Reputation: 5021
I have a list of companies like the following
companies = [Advance Auto Parts Inc, AllianceBernstein Holding L.P., AbbVie Inc., Asbury Automotive Group Inc, ABM Industries Incorporated]
I also have daily news data.
News = ['news1', 'news2', 'news3']
Now I want to search these names in the news data but in News company names do not occur as complete names like in the list above. I want to do something like this:
for news in News:
for company in companies:
if (company in news):
print('do something')
The best idea right now comes to my mind is to take the names of all the companies in a way that are expected to be called in News but that will take a lot of time because I have thousands of companies. Any suggestions to handle this problem ? Thanks.
Upvotes: 1
Views: 996
Reputation: 477
Try identifying the most common endings first; e.g. Inc or Ltd, then you'll be able to search the news for Advance Auto Parts Inc and the stripped version Advance Auto Parts. Then you could try to find out if there are any other words like Group or strings like And Sons in the name.

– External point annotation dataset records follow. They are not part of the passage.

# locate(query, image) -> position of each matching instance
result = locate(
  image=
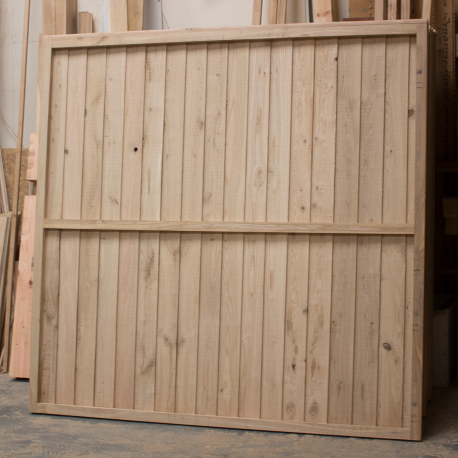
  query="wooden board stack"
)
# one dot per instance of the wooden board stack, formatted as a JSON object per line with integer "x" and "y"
{"x": 271, "y": 236}
{"x": 5, "y": 224}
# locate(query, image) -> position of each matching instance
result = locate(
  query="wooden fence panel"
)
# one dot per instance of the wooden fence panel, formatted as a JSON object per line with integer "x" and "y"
{"x": 304, "y": 332}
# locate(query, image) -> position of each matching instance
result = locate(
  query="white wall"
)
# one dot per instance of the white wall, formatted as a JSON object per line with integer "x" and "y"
{"x": 173, "y": 14}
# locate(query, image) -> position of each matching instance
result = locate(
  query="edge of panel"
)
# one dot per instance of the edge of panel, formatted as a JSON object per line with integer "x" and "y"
{"x": 44, "y": 66}
{"x": 420, "y": 228}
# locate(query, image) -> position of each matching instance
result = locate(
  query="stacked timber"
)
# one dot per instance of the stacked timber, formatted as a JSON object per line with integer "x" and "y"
{"x": 5, "y": 224}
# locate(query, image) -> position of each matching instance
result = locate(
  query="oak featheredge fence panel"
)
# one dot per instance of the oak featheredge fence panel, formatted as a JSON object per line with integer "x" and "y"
{"x": 228, "y": 227}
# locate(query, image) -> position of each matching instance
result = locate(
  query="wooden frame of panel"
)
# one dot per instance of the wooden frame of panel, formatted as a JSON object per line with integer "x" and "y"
{"x": 416, "y": 226}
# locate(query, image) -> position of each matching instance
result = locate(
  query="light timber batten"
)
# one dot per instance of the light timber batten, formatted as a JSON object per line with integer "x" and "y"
{"x": 206, "y": 226}
{"x": 248, "y": 214}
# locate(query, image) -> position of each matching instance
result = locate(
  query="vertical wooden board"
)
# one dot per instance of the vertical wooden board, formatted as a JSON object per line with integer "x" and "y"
{"x": 369, "y": 247}
{"x": 258, "y": 130}
{"x": 113, "y": 133}
{"x": 396, "y": 130}
{"x": 421, "y": 148}
{"x": 49, "y": 17}
{"x": 272, "y": 18}
{"x": 126, "y": 324}
{"x": 129, "y": 241}
{"x": 145, "y": 352}
{"x": 51, "y": 245}
{"x": 135, "y": 14}
{"x": 318, "y": 332}
{"x": 301, "y": 130}
{"x": 230, "y": 327}
{"x": 324, "y": 142}
{"x": 170, "y": 243}
{"x": 257, "y": 12}
{"x": 274, "y": 326}
{"x": 188, "y": 323}
{"x": 342, "y": 329}
{"x": 234, "y": 209}
{"x": 70, "y": 241}
{"x": 295, "y": 360}
{"x": 194, "y": 132}
{"x": 173, "y": 133}
{"x": 153, "y": 131}
{"x": 88, "y": 283}
{"x": 193, "y": 167}
{"x": 322, "y": 10}
{"x": 106, "y": 320}
{"x": 391, "y": 340}
{"x": 109, "y": 241}
{"x": 392, "y": 295}
{"x": 148, "y": 276}
{"x": 66, "y": 17}
{"x": 209, "y": 316}
{"x": 210, "y": 296}
{"x": 236, "y": 131}
{"x": 49, "y": 318}
{"x": 252, "y": 318}
{"x": 90, "y": 241}
{"x": 345, "y": 247}
{"x": 367, "y": 321}
{"x": 406, "y": 416}
{"x": 322, "y": 210}
{"x": 117, "y": 16}
{"x": 57, "y": 120}
{"x": 276, "y": 245}
{"x": 93, "y": 133}
{"x": 21, "y": 334}
{"x": 279, "y": 131}
{"x": 68, "y": 301}
{"x": 254, "y": 250}
{"x": 372, "y": 130}
{"x": 74, "y": 134}
{"x": 85, "y": 20}
{"x": 215, "y": 132}
{"x": 32, "y": 160}
{"x": 166, "y": 354}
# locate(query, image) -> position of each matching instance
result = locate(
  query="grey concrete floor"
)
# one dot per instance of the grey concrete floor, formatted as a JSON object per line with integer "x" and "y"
{"x": 24, "y": 434}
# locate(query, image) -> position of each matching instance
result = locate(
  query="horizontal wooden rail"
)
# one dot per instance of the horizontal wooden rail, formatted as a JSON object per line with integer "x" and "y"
{"x": 204, "y": 226}
{"x": 226, "y": 422}
{"x": 250, "y": 33}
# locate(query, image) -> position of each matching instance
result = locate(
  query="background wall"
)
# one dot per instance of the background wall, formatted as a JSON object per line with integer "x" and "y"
{"x": 173, "y": 14}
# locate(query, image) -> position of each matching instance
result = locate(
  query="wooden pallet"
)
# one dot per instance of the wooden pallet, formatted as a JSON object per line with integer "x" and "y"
{"x": 235, "y": 235}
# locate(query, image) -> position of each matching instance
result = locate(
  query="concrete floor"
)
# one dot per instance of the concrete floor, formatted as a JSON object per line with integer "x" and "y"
{"x": 24, "y": 434}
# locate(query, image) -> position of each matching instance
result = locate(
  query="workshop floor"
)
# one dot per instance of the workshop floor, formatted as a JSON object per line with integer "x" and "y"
{"x": 24, "y": 434}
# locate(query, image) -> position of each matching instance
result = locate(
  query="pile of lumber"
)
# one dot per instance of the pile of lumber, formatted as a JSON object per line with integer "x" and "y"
{"x": 5, "y": 224}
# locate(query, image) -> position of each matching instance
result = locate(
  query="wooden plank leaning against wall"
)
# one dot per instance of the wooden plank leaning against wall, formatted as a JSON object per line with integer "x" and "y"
{"x": 257, "y": 192}
{"x": 17, "y": 181}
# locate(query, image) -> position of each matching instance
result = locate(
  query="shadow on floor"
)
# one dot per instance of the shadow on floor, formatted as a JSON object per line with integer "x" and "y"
{"x": 24, "y": 434}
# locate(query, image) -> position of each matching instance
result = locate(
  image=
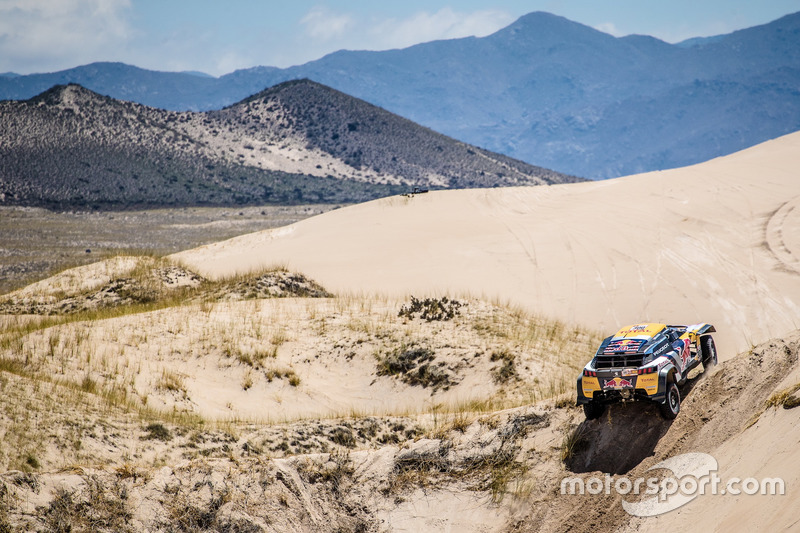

Every time run the news searching function with the whole name and then with each one of the stripped versions.
news(company_name):
stripped_versions = company_name
stripped_versions += strip(company_name)
for version in stripped_versions:
search_news(version)
Where stripped_versions is a list of the company's name including the stripped versions, for example: [Advance Auto Parts Inc, Advance Auto Parts]
I hope this pseudo-code helped you approach your problem
Upvotes: 2
Reputation: 19
I would suggest you to pick up company name lists from the internet itself and rebuild your list. Tweaking up google searches using google dorks might help you.
Like putting
list of fortune 500 companies ext:xls
The above dork in google search bar will pop up some xls file with the list . I think that will still require some manual work but at better ease
Upvotes: 0